Umstrittene Millionenförderung:Wissing entlässt Abteilungsleiter nach Wasserstoff-Affäre

Lesezeit: 2 min

Bundesverkehrsminister Volker Wissing (FDP) fühlt sich von einem leitenden Mitarbeiter getäuscht. (Foto: Jan Woitas/DPA)

Der Verkehrsminister entbindet seinen Mitarbeiter von dessen Aufgaben. Er soll sich in die millionenschwere Förderanfrage eines befreundeten Lobbyisten eingemischt haben.

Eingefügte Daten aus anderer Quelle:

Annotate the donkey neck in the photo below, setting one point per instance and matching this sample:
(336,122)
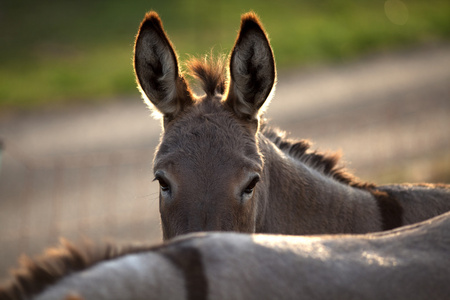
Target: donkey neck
(304,198)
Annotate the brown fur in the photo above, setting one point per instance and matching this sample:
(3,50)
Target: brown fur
(221,167)
(34,275)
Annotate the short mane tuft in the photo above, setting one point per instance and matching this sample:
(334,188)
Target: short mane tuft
(210,71)
(34,275)
(322,162)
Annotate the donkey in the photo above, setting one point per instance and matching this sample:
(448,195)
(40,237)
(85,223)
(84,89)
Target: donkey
(410,262)
(222,168)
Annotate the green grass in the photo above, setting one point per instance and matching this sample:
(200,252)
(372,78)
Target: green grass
(54,52)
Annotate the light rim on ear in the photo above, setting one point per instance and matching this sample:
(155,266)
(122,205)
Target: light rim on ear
(156,68)
(250,106)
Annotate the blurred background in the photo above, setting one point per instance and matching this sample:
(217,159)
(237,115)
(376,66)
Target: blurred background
(370,79)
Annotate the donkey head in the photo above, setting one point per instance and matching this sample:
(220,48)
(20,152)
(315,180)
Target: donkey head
(208,162)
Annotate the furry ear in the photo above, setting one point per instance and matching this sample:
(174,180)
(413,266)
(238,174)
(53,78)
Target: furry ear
(156,69)
(252,69)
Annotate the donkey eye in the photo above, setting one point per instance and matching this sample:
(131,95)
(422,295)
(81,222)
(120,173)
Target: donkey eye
(165,187)
(251,185)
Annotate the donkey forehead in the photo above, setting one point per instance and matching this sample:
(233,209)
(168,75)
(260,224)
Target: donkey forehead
(208,139)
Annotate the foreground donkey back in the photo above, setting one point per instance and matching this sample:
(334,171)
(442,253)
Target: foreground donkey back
(407,263)
(220,168)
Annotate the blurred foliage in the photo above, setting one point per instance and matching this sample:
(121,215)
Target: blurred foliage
(54,52)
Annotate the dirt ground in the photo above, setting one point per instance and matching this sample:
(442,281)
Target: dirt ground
(86,171)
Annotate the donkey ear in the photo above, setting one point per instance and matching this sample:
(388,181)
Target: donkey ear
(156,68)
(252,69)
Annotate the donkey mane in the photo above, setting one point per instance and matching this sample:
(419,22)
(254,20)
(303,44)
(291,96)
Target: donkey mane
(326,163)
(34,275)
(210,71)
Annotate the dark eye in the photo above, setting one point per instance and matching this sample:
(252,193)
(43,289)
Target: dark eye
(251,185)
(165,187)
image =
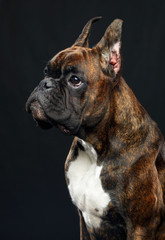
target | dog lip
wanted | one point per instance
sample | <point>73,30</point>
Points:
<point>64,129</point>
<point>38,115</point>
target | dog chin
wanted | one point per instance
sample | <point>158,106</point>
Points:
<point>43,121</point>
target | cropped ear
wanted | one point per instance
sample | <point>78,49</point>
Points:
<point>82,40</point>
<point>109,47</point>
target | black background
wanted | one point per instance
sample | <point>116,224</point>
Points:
<point>34,200</point>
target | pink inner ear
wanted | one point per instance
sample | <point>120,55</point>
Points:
<point>115,59</point>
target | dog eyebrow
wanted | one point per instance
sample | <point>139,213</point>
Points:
<point>69,69</point>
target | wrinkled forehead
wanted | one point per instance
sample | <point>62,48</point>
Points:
<point>75,56</point>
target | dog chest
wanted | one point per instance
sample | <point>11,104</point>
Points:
<point>85,186</point>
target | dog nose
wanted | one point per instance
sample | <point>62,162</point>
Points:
<point>47,83</point>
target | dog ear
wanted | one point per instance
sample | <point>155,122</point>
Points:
<point>82,40</point>
<point>110,45</point>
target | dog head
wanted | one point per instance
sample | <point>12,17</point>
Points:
<point>75,91</point>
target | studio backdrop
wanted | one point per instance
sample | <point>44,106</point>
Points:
<point>35,203</point>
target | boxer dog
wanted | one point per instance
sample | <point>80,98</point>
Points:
<point>115,170</point>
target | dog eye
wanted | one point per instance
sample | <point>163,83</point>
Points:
<point>75,81</point>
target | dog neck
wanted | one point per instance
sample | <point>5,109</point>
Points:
<point>124,124</point>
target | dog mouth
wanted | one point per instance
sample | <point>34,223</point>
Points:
<point>42,120</point>
<point>38,115</point>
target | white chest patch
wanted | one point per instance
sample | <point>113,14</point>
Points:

Von Vivien Timmler, Berlin

Es ist eine regelrechte Kehrtwende: Bundesverkehrsminister Volker Wissing (FDP) hat mit sofortiger Wirkung einen Abteilungsleiter seines Ministeriums entlassen. Das gab Staatssekretär Stefan Schnorr am Donnerstag bekannt. Grund dafür sei, dass das "Vertrauensverhältnis des Ministers zu diesem Abteilungsleiter" nicht mehr gegeben sei. Ein weiterer Mitarbeiter, der Leiter des Referats G25, das sich mit Wasserstoff und Brennstoffzellen befasst, wurde zudem versetzt; er werde nun ein Referat in der Eisenbahnabteilung leiten.

Hintergrund ist die Vergabe einer umstrittenen Förderung in Millionenhöhe an den Deutschen Wasserstoff- und Brennstoffzellenverband (DWV) aus dem Jahr 2021, in die sich der Abteilungsleiter eingemischt haben soll. Der Ministerialbeamte hatte den Förderantrag des befreundeten DWV-Chefs, mit dem er wiederholt im Urlaub war, nicht nur intern befürwortet, sondern sich auch während des laufenden Verfahrens eingemischt, etwa indem er den Stand der Bearbeitung des Antrags erfragte.

"Ungereimtheiten und Widersprüche"

Eine interne Revision im Bundesverkehrsministerium kam im Dezember 2023 dennoch zunächst zu dem Ergebnis, dass es keine unzulässige Einflussnahme des Abteilungsleiters in dieser Sache gegeben habe. Allerdings, wie jetzt bekannt wird: auf Grundlage unvollständiger Informationen. Demnach lag der internen Revision damals zwar ein Mailverkehr zwischen dem Abteilungsleiter und dem befreundeten Unternehmer vor. Einen Teil der Mails habe das Referat G25 der zuständigen Stabsstelle jedoch vorenthalten.

Eine erste Sichtung der Dokumente im Umfang von insgesamt 14 Gigabyte habe nun ergeben, dass es "Ungereimtheiten und Widersprüche" gebe. Zwar könne man zum konkreten Inhalt noch nichts sagen. Klar sei aber bereits jetzt, dass es von Seiten des Abteilungsleiters "mehr Kontakt mit Antragsstellern" gegeben habe, als zunächst bekannt gewesen sei. Es gebe "Hinweise darauf, dass Einflussnahmen erfolgt sind".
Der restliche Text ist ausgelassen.